We can add FEMA administrator Brock Long to the list of hurricane truthers who are giving Trump cover for his disgusting tweets about the death toll in Puerto Rico from Maria.
Here's what the profile in courage said when asked about Trump's claim that the numbers were inflated by Democrats to make him look bad on this Sunday's Meet the Press:
FEMA Administrator Brock Long Sunday questioned the relevance of independent studies tying thousands of deaths to the aftermath of last September's hurricane in Puerto Rico, echoing President Donald Trump's criticism of those findings as Florence continues to batter the Carolinas.
Appearing on NBC's "Meet the Press," Long defended the president for his response to Hurricane Maria last year and argued that findings from multiple academic studies were "all over the place."
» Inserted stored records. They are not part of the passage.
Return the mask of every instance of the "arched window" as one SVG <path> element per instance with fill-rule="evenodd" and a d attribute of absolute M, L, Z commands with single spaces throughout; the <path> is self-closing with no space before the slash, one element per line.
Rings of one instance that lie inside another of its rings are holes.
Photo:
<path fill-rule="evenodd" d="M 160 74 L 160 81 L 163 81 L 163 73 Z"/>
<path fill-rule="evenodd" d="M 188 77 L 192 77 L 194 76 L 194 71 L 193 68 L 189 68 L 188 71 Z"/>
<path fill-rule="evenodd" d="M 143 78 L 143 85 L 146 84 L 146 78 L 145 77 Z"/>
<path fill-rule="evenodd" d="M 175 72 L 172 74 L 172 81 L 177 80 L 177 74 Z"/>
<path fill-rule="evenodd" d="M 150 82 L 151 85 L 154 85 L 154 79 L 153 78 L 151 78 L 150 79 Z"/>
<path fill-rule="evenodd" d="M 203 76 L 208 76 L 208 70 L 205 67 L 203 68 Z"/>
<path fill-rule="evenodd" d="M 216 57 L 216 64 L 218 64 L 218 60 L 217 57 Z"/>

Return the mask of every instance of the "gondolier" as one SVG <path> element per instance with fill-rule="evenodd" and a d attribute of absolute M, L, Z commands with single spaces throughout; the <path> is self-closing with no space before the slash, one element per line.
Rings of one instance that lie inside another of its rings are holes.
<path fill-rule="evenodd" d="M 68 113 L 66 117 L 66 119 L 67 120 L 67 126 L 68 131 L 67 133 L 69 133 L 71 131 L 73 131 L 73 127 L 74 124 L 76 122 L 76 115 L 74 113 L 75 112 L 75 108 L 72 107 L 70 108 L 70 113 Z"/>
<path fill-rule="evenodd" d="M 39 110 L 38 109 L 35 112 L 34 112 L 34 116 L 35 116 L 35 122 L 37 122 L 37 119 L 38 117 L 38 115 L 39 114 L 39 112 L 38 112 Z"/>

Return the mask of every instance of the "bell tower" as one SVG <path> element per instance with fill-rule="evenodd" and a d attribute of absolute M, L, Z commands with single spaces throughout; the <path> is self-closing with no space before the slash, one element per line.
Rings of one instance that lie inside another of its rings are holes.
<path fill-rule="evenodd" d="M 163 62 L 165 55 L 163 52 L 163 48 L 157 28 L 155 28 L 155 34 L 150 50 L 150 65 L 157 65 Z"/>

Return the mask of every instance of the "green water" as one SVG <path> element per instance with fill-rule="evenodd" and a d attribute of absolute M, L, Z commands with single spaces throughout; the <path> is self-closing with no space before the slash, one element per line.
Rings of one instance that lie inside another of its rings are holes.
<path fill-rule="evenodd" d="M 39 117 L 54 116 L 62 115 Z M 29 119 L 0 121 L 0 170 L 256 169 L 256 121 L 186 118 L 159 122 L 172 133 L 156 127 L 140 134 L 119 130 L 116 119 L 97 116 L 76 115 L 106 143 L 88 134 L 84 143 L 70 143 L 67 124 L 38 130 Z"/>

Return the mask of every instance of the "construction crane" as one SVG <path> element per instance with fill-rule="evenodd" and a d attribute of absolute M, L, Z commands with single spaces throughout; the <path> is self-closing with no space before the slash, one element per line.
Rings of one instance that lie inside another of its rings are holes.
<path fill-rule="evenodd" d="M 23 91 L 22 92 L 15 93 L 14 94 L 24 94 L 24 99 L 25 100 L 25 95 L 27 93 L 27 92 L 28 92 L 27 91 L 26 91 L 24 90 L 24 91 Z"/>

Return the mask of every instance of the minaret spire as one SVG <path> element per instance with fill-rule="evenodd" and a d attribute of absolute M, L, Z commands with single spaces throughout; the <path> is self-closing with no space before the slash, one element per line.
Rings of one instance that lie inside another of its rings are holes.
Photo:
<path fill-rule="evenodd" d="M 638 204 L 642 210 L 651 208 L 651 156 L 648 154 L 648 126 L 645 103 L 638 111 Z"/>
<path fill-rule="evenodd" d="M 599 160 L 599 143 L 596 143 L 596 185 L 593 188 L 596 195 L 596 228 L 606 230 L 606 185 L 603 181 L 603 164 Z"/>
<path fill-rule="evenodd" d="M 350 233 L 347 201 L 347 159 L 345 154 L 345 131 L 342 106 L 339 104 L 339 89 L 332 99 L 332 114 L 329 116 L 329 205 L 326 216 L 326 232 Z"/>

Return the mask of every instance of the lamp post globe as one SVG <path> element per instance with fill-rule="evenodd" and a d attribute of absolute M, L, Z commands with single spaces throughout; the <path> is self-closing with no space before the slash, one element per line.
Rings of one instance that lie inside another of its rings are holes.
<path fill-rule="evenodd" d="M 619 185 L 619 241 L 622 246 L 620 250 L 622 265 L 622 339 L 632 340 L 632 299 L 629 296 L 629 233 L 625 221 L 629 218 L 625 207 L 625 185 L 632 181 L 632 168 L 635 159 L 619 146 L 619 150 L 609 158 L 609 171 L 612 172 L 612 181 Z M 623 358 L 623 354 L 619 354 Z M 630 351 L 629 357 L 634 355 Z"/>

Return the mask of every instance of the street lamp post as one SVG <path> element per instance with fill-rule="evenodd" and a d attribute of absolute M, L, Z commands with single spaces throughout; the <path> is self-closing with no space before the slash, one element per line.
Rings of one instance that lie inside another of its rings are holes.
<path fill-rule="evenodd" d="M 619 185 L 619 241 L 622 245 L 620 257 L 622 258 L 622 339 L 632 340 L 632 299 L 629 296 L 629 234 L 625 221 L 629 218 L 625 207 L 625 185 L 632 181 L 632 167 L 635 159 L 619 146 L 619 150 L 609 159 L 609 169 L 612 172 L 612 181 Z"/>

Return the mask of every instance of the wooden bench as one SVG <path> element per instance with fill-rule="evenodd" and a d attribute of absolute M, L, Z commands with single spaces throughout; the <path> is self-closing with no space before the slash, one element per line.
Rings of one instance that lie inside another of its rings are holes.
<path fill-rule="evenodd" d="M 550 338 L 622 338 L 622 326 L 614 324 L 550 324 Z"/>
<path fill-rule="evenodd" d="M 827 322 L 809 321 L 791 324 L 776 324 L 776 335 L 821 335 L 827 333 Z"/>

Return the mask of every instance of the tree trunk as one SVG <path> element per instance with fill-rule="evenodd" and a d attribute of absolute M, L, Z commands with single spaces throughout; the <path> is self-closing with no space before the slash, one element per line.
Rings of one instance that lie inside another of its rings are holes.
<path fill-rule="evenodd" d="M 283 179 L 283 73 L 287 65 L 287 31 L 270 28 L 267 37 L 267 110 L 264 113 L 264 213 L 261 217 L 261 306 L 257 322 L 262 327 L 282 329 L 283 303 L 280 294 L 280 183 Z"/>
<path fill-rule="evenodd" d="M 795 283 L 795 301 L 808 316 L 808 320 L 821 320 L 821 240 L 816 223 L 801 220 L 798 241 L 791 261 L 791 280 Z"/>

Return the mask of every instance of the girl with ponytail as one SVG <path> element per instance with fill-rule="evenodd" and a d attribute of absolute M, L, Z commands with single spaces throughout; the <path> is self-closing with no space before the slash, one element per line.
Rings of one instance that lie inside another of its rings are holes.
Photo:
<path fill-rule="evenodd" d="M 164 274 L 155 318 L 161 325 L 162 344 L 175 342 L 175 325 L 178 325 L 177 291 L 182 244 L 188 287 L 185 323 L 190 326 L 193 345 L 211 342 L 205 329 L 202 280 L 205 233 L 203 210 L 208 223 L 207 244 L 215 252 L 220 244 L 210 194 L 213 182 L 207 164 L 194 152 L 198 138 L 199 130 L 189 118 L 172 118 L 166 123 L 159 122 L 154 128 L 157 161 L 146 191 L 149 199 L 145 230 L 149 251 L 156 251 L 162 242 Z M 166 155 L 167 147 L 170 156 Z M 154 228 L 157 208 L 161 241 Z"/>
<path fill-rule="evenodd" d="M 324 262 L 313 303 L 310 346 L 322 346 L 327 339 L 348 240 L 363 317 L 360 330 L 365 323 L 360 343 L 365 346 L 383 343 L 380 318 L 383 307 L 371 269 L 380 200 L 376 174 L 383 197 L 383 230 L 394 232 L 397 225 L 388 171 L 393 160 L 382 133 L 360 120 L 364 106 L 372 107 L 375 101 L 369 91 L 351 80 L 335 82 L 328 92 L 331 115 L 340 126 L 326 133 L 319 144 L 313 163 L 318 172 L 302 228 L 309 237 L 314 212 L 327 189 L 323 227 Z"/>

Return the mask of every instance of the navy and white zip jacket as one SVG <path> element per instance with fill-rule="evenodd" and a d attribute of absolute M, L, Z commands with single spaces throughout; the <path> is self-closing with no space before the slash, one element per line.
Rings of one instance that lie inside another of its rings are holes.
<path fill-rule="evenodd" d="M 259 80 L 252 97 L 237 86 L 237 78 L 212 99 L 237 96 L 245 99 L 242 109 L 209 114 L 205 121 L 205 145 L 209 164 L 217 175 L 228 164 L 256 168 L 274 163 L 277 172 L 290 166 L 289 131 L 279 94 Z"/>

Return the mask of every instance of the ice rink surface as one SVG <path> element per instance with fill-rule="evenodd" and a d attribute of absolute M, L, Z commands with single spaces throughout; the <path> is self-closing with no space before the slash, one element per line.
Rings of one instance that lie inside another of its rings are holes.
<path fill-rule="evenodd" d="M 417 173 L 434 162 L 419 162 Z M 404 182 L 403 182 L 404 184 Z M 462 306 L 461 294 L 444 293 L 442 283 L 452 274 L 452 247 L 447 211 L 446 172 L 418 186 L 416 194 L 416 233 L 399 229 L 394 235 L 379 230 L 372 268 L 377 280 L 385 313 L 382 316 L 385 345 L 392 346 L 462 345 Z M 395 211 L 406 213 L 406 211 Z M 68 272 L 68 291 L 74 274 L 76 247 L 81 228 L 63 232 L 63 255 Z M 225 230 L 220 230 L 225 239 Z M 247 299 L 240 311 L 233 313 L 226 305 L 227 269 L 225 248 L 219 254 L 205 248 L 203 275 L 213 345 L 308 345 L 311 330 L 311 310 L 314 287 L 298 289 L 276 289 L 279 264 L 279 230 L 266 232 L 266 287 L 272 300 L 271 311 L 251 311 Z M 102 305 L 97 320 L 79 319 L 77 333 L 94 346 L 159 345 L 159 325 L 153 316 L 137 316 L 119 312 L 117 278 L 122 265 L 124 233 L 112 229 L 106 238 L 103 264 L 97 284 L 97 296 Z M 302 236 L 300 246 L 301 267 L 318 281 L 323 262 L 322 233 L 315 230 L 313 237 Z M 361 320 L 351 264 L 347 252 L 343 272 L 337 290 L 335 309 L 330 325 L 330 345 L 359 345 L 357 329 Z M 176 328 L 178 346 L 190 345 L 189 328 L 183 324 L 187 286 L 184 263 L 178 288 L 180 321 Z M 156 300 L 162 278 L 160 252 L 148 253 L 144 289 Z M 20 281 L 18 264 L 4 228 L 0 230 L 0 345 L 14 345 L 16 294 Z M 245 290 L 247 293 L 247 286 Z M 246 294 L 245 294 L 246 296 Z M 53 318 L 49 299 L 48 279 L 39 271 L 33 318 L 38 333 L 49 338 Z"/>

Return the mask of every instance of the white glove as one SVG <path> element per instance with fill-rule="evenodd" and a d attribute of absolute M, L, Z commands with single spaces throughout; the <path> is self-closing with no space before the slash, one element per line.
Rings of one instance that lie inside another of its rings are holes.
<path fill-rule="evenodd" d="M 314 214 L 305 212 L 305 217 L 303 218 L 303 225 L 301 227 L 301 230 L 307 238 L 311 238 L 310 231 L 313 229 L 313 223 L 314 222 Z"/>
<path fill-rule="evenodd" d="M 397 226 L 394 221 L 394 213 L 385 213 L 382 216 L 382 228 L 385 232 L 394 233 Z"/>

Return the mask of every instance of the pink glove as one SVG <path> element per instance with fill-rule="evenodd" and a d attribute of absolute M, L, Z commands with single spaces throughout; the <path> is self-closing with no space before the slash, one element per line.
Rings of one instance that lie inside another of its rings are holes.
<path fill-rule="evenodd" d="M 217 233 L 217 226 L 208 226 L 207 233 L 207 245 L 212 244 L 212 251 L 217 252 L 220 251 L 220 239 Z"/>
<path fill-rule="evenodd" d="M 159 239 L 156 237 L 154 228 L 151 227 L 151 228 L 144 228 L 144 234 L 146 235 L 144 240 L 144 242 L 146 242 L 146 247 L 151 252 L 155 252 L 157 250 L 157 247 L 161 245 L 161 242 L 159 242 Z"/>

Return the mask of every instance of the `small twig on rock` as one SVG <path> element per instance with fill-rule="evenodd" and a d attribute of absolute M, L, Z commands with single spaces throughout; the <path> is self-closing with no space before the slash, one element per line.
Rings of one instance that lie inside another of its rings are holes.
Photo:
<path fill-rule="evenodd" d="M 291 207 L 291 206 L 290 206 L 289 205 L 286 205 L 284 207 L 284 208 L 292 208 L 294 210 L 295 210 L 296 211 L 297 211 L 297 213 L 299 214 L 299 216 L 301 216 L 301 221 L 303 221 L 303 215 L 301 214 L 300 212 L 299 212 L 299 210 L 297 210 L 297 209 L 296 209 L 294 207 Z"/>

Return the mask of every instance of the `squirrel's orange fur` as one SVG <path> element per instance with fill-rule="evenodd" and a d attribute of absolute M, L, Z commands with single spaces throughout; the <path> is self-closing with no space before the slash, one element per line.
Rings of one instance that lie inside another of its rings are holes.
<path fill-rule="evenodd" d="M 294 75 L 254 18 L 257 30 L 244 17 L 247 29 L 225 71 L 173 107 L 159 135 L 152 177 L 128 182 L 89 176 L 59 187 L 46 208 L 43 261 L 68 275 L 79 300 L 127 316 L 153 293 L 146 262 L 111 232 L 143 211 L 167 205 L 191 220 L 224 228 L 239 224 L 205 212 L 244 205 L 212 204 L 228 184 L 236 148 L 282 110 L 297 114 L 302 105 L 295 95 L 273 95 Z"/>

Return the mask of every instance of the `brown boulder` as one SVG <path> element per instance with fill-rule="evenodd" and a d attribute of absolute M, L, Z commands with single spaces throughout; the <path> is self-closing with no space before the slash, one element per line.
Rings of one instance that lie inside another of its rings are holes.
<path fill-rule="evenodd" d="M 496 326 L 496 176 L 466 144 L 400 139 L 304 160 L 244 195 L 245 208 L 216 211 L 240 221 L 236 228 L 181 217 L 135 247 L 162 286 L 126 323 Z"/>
"I think the president is being taken out of context there," Long said. "I mean, I talked to the president every day this week, and the secretary of Homeland Security, and we discuss what we're trying to do as a result of last year."
“I don’t know why the studies were done," Long said when asked about Trump's claims that the study was "done by Democrats in order to make me look as bad as possible."
"What we’ve got to do is figure out why people die from direct deaths, which is the wind, the water and the waves, buildings collapsing," Long said.
"The numbers are all over the place. FEMA doesn't count deaths. And if you take what's going on with Florence, the deaths that are verified by the local county coroners are the ones that we take."
[...]
On Sunday, Long attempted to distinguish the direct deaths from "indirect deaths," arguing that it would be tenuous to link those to the hurricane and the federal government's response.
"The GW study looked at what happened six months after the fact," Long said.
"You might see more deaths indirectly occur as time goes on because people have heart attacks due to stress, they fall off their house trying to fix their roof, they die in car crashes because they went through an intersection where the step lights weren’t working," he said.
He went on to add that the agency looks at "all kinds of studies," noting that while spousal abuse rates go up after disasters, "you can't blame spousal abuse after a disaster on anybody."